Según la revista San Sebastián, en 1848 se escribía lo siguiente: "las señoras se bañan en la parte del mar más cercana a la ciudad; los hombres en la que está más lejos. Guardias Civiles muy vigilantes están encargados del cumplimiento de esta ley que pudiéramos llamar del pudor. Las que conducen al agua a las señoras no son hombres como en Deva, sino robustas muchachas, de tez curtida, que sólo en el traje revelan su sexo".

En El Sardinero, la playa de Santander por la que sustituyó la reina La Concha, ocurría lo mismo. Ahí, los bañistas debían acudir en carros a la orilla y, como se puede ver en las imágenes, disfrutar del "baño de olas" junto a la maroma.

Manual de bañistas

No era nada fácil bañarse. Se tenían que cumplir varias normas. La hora del baño debía ser con marea alta para que el agua estuviera más caliente y cerca de las casetas.

En el libro Nomenclator y guía de San Sebastián, impreso en 1891 y escrito por Cipriano Vecino, según informa El Diario Vasco, se recogen las "reglas de buen orden y decencia que deben observarse en los baños de mar de la playa de esta ciudad".

Cuenta en el libro que "los bañistas están obligados a tener en número suficiente casetas numeradas, amuebladas y provistas de asientos, perchas tocador, palanganas, agua dulce y correspondiente ropa de servicio; todo con el mayor aseo posible. Deben estar montadas sobre ruedas sólidas para su buen traslado hasta la orilla del mar.
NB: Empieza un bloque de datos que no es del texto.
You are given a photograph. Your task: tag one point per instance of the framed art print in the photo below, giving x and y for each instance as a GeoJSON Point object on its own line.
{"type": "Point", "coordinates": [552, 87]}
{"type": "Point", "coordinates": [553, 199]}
Está prohibida en la arena la condimentación de alimentos, salvo las horas comprendidas entre las diez de la mañana hasta las cuatro de la tarde".

Ropa de baño de hasta 3 kilos

Aunque al principio empezaron a acudir a la playa con ropa de calle, que los baños fueran más asiduos provocó la creación de una ropa específica para mojarse. Por aquel entonces, las mujeres no debían mostrar su cuerpo y la mayoría de sus zonas quedaban totalmente ocultas, por lo que los diseños mantuvieron esa idea: un corpiño ajustado, cuello alto, mangas hasta el codo y falda hasta las rodillas con un pantalón debajo que, mojado, podía pesar hasta 3 kilos. Además, le añadieron plomos a las faldas para evitar que se subiera y flotara al entrar al mar.

Tras la Primera Guerra Mundial, gracias a la llegada del ferrocarril, los baños poco a poco comenzaron a dejar atrás la concepción medicinal para transformarse en una mera actividad de ocio. Eso provocó que además de cambiar el concepto de baño y desprenderse de las casetas y la forma de llegar a la orilla, se impulsó el origen de los primeros bañadores tal y como los conocemos.